How To Reduce Your Water Consumption When Visiting Cape Town
I reached out to a number of local guest houses and hotels to see what they’re doing to help implement precautionary measures in the city. Let’s take a look at what I found:
- Book accommodation which has water-saving techniques in place. You can ask about this when making your booking.
- When travelling from places outside of the Western Cape, bring a couple of 5L bottles of drinking water with.
- Ensure you pour yourself a glass of water for when you brush your teeth and not let the tap run.
- If you’re making use of self-catering accommodation be sure not wash your laundry until you’ve got a full load.
- Only flush the toilet when necessary. There are many products available on the market to keep your bathroom hygienic and you will probably find these in the establishment you stay at as well.
I make use of this calculator on a regular basis to make sure I am sticking to my water consumption limit per day. This’ll be an informative activity for you and your family to do to see how close you are to the daily limit.

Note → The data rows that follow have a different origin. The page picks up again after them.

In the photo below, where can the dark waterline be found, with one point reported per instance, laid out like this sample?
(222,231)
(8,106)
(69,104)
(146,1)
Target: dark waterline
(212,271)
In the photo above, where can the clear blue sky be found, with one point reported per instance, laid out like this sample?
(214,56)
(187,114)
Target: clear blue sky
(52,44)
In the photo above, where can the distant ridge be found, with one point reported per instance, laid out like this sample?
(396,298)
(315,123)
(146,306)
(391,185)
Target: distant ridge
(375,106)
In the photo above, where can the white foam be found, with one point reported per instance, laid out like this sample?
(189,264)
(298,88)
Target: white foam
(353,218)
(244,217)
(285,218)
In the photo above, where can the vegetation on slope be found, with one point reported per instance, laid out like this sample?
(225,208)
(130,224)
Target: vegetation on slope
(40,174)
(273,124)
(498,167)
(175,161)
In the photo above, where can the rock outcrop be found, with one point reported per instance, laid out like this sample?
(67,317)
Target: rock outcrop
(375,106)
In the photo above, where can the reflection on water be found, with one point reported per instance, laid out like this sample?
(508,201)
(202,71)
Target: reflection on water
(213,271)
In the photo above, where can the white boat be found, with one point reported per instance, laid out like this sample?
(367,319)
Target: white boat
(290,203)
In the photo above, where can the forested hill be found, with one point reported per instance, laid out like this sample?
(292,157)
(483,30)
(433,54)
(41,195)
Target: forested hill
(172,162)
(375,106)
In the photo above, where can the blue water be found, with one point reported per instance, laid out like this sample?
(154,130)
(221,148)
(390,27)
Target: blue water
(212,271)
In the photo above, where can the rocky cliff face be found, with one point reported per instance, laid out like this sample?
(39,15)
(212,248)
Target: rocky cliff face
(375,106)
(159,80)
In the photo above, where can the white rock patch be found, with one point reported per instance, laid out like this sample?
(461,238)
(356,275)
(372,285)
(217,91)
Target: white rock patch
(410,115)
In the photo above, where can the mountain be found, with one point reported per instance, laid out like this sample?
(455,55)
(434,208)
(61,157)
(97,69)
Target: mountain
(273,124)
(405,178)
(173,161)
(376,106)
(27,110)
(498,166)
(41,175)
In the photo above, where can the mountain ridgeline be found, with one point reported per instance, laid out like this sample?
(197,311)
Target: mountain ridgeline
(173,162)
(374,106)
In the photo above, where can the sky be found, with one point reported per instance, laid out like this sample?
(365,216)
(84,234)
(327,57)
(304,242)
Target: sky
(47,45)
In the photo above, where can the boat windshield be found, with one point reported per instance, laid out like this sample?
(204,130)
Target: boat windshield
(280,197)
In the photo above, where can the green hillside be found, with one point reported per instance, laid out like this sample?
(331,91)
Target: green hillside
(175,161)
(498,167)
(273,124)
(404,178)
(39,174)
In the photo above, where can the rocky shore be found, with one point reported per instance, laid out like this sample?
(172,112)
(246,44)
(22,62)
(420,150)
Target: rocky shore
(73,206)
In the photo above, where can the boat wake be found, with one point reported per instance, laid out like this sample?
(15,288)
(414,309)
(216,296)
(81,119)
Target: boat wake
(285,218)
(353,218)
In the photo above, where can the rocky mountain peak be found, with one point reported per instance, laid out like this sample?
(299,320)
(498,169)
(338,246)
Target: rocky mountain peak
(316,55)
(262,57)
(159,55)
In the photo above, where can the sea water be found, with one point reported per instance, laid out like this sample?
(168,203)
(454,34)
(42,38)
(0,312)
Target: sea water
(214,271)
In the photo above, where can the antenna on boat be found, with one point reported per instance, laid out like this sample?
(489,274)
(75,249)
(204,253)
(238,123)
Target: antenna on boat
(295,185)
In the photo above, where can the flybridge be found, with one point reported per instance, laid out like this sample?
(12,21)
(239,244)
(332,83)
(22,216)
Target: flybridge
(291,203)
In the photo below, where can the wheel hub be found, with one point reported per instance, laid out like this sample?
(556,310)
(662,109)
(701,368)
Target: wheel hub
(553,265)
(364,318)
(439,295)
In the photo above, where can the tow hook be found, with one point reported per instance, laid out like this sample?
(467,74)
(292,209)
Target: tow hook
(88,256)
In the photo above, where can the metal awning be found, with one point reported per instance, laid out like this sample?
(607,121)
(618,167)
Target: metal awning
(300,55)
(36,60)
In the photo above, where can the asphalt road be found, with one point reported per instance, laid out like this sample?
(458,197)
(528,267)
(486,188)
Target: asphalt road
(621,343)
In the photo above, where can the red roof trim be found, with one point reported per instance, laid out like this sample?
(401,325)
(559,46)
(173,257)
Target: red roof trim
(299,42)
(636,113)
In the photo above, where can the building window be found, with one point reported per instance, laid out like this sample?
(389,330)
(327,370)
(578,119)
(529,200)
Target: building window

Your Holiday Won’t Be Drastically Impacted By The Restrictions
The water restrictions have caused some private accommodation and hotels to close their pools or steam rooms. Unless prearranged, for families with children, you might also notice the bath plug missing. With an estimated 60% of water users coming from formal houses, everyone has the responsibility to do their bit.
Instead of being able to access the complex swimming pool, I now make regular trips to the beach. Since the implementation of the water restrictions a few of my local shopping malls which I frequent have turned their taps off and only have hand sanitizer available for customers to make use of.
Don’t Let the Drought Stop You From Having a Memorable Holiday
If you’re planning on visiting the Cape, you’re still very much encouraged to do so to keep the tourism industry going. There are so many activities, tours and sightseeing activities you can book for you and your loved ones to still enjoy the while immersed in the natural beauty of Cape Town. Some activities you can book can include:
- Jet ski adventure around Cape Town
- Private sunset boat cruises with sundowners
- Township tour and street art walking tour
- Go on a food tour within the city centre
- Wine tasting in Stellenbosch and Franschhoek
- Sustainable wine experiences
- Discover amazing art galleries and museums
By Standing Together, Day Zero Has Been Pushed Out To 2019
Thanks to the various social media pages local Capetonians have a variety of platforms to get tips from one another for new water saving techniques and reporting any faults or people who may be abusing water.
The current water crisis and the way in which Capetonians have all come together to defeat day zero can be considered commendable. Families are becoming creative in the ways in which they make use of water, resulting in substantial savings when it comes to the amount of water used.
By standing together and reducing our consumption drastically, not just in our homes but in businesses and the farming sector as well, the potential of something like Day Zero occuring has been pushed out (and hopefully completely removed!). This is a remarkable achievement and doesn’t go unnoticed.
The current water crisis and the tactics and preventative measures put in place can be considered a good example as to how you can save water back home. No matter where you’re in the world, water is a precious resource we should all be trying to save.